After witnessing a year of lacklustre and derailed growth, the emergence of P. Chidambaram at the helm of the Finance Ministry saw push through of various reforms that helped stabilise market mood to some extent. With rising current account deficit, the economy is looking down the barrel and Finance Ministry would be planning measures aimed at bringing down the deficit. All eyes are on the Budget to get a stance on efforts made by the Ministry in this regard and revive the budding optimism in the market.
The Budget 2013-14 is expected to be more rational than populist. Finance Ministry could possibly come out with a mechanism for boosting economy to restore confidence and urge growth. It could possibly provide priority to fiscal rectitude in the upcoming Budget. Subsidies will likely be controlled mainly for fuel.
Global commodities
To curb the current account deficit, the Government might take up strict measures on gold imports into the country. The K. U. B. Rao committee recommendations may be considered by the Finance Ministry. The committee has recommended introducing new gold-backed financial products to release the hidden economic value of the idle gold within an economy. Products such as gold accumulation plan, gold linked account, modified gold deposit and gold pension products may be introduced.
New investment avenues in gold will help to control rising current account deficit which reached an all time high of 5.4 per cent of the GDP in July-September quarter. Setting up of a Gold Bank that can pool the idle stock of gold, and prohibit bank finance to purchase of gold bullion may also be considered.
Gems and Jewellery Export Promotion Council (GJEPC) has put forth a wish list such as partial duty-free import for diamonds and establishment of special notified zones to attract international mining companies and trades before the Finance Ministry.
Agriculture commodities
Proposals from agriculture sector such as provisions for setting up the National Agriculture Climate Damage Fund and creation of post-harvest infrastructure in villages are expected. Imposing a duty on palm oil after many years may also be considered.
Demand for removal of levy on the sugar industry and extending the time limit for re-export of spices from 120 days to one year perhaps could come into Budget discussion. Eliminating the levy on sugar will attract more liquidity in the industry but the subsidy burden will transfer to the Government. Extension of time limit for re-export of spices could draw more flexibility for export and re-export but the Government will most likely be against this proposal.
Suggestion for 2 per cent export incentive for pepper and chilli will encourage exporters to ship more value added products.
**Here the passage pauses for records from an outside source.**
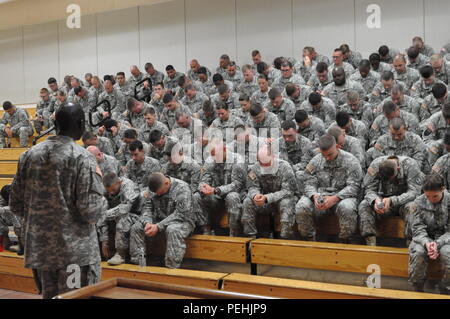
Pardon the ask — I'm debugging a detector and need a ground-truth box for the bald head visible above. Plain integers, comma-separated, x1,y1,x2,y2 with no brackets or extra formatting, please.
87,146,103,163
257,143,274,167
130,65,140,77
332,67,346,86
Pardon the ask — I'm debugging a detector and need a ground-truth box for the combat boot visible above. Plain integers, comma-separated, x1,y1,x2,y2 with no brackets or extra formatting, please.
280,223,293,239
365,236,377,246
107,250,126,266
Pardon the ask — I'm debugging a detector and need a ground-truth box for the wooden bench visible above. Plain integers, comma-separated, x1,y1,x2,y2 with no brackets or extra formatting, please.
0,251,227,293
0,177,13,188
0,161,18,176
221,273,450,299
250,239,443,278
Drought relief package for cardamom farmers in Kerala is another demand from the farming sector.
Implementing this could provide ample compensation to farmers who have lost 20 per cent of their produce due to scanty rainfall. Hike in import duty with falling domestic natural rubber prices could be a case for consideration under this Budget.
Reintroducing Commodity Transaction Tax is another topic the Finance Ministry could give a thought on. Meanwhile, introducing CTT into the commodity futures market would impact the volume and liquidity of the commodity exchanges and redirect hedgers and speculators to another platform. Earlier, the CTT was levied in 2008-09 Budgets but was not put into operation.